Spain’s housing market cools in 2026: key insights and opportunities for 2027
In 2026 Spain’s housing market is entering a cooling phase: transaction volumes are decreasing and price growth is slowing, yet still positive (around 8 %). A structural shortage of supply and higher Euribor rates tighten financing, creating windows for well‑funded buyers and investors seeking quality assets at less‑inflated prices.
What is driving the cooling of Spain’s housing market?
Recent data from Idealista, the Bank of Spain and CBRE show that 2026 records:
- Transactions: a 6 % drop compared with 2025.
- Price growth: +8 % YoY, far below the +15 % of the previous year.
- Euribor: around 4 %, raising the average mortgage cost.

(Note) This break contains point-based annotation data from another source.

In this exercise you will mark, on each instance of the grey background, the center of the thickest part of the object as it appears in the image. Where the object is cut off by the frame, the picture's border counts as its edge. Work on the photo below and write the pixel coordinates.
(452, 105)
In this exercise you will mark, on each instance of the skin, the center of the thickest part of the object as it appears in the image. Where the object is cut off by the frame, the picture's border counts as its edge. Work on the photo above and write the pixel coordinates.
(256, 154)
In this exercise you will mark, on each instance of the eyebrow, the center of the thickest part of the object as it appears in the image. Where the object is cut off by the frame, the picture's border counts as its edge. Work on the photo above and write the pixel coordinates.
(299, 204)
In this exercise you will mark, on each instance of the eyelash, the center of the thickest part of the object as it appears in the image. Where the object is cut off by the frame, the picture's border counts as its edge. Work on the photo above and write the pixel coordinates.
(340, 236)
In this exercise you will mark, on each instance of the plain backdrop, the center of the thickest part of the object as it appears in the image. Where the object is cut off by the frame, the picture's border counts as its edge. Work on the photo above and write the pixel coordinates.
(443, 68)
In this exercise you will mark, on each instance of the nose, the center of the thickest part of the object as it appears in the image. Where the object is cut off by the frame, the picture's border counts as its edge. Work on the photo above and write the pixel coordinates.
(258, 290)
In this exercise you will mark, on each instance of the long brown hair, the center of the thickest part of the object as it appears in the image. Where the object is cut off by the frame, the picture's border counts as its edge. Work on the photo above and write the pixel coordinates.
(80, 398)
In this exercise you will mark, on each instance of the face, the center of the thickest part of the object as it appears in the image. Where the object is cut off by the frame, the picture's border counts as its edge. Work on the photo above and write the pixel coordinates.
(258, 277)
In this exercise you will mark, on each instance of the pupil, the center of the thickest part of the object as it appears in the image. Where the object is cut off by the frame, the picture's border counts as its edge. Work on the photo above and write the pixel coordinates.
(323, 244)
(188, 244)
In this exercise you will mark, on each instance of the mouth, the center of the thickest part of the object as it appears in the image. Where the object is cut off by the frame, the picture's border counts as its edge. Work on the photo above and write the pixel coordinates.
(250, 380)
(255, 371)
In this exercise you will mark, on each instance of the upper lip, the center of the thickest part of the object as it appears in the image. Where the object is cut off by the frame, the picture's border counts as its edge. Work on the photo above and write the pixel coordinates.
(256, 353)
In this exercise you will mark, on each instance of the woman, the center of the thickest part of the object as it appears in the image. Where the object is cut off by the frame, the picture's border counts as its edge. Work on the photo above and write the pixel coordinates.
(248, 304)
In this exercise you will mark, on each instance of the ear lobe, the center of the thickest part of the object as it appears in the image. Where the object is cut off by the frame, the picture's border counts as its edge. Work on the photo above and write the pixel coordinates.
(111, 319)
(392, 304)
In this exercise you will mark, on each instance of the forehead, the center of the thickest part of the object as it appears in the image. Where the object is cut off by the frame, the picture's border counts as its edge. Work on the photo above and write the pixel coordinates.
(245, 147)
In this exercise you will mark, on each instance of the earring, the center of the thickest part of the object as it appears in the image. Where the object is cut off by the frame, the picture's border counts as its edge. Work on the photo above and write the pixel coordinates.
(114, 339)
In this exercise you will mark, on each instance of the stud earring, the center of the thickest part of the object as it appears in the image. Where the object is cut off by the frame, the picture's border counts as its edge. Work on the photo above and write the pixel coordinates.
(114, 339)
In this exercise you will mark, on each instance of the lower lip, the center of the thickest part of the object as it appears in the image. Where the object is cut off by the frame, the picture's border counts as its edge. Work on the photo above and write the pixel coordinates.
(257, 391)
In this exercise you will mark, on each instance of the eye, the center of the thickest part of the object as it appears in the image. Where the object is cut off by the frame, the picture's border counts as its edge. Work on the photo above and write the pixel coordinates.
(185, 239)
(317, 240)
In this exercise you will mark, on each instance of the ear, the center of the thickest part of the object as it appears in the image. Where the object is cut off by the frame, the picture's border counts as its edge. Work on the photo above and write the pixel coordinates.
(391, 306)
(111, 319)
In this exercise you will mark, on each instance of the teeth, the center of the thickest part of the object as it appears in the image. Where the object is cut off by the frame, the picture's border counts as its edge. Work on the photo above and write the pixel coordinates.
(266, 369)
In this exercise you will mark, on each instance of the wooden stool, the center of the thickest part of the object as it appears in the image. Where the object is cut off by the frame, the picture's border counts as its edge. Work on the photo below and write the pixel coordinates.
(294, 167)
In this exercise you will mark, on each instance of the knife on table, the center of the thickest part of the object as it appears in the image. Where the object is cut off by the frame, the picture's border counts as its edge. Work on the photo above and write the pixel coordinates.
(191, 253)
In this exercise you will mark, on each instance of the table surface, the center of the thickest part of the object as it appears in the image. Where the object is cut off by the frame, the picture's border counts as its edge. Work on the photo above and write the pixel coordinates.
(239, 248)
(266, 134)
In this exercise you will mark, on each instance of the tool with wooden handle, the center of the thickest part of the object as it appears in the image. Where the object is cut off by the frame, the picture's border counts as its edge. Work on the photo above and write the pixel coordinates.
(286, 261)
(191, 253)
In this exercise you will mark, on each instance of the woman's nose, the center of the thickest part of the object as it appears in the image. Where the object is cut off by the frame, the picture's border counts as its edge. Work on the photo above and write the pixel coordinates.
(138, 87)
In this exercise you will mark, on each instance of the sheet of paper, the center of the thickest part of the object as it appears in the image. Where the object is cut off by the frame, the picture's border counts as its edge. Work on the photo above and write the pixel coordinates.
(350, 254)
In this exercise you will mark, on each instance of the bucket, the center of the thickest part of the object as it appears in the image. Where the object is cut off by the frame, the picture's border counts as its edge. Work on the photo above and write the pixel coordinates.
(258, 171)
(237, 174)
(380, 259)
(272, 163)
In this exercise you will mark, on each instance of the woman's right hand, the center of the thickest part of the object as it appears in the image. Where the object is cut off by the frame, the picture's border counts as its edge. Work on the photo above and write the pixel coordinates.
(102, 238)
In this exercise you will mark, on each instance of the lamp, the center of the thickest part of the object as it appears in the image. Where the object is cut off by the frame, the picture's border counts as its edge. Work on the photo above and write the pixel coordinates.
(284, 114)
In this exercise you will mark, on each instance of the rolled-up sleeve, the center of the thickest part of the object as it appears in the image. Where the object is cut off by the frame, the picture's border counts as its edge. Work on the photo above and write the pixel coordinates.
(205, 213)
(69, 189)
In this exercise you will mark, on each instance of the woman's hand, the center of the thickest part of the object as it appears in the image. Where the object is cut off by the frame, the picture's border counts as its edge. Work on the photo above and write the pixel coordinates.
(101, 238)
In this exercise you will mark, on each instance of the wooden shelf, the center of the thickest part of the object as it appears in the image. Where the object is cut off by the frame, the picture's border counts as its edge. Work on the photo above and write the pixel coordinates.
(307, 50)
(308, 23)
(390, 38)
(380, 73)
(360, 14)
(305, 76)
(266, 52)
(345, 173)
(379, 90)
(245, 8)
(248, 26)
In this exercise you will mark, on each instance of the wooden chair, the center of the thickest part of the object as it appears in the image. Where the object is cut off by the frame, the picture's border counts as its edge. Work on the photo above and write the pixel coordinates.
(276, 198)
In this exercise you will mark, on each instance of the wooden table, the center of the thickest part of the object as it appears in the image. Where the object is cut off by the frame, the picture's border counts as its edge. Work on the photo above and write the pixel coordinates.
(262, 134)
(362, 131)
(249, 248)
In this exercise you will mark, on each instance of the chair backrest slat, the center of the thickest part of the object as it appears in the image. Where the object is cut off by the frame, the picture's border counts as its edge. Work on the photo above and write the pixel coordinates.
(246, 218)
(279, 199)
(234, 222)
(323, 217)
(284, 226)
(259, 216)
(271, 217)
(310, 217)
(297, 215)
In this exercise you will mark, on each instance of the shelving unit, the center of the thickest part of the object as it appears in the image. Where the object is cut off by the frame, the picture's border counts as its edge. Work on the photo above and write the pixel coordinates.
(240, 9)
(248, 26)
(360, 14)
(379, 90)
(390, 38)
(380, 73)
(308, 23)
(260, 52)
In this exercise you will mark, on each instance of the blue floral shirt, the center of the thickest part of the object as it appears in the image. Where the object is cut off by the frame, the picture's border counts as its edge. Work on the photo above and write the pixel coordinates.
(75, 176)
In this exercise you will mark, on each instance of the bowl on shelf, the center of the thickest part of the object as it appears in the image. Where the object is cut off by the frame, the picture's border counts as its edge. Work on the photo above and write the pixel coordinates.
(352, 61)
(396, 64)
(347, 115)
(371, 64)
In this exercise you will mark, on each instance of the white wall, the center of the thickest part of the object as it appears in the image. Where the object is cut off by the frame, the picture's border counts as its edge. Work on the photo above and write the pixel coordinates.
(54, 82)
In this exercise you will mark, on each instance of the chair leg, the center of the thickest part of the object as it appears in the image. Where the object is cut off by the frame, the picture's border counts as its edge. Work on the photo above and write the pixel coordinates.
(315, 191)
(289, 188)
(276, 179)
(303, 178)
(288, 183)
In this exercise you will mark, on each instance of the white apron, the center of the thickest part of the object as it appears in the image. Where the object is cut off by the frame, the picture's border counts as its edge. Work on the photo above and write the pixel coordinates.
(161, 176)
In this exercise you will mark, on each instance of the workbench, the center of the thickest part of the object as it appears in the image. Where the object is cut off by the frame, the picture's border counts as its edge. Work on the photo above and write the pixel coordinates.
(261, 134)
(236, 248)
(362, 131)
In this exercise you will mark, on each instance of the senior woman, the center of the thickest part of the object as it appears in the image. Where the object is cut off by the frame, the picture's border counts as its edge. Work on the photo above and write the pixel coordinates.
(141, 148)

The structural shortage of housing remains the main driver. Spain still needs roughly 800 k dwellings, yet the supply stays “very low”, with fewer than 140 k new starts in 2025 and slow permitting processes.
Implications for buyers and sellers
Buyers. Less competition makes negotiations easier, but higher financing costs demand larger deposits or fixed‑rate mortgages.
Sellers. The urgency to sell lessens. Using professional staging, energy certificates and highlighting resale potential becomes essential.
Opportunities for investors in 2026‑2027
- Access to premium‑quality assets in Madrid, Barcelona and Seville at marginally lower prices.
- Growing institutional interest in logistics and mixed‑use developments, which continue to show strong occupancy.
- Potential to renegotiate lease rates in offices and retail where vacancy in CBDs is below 5 %.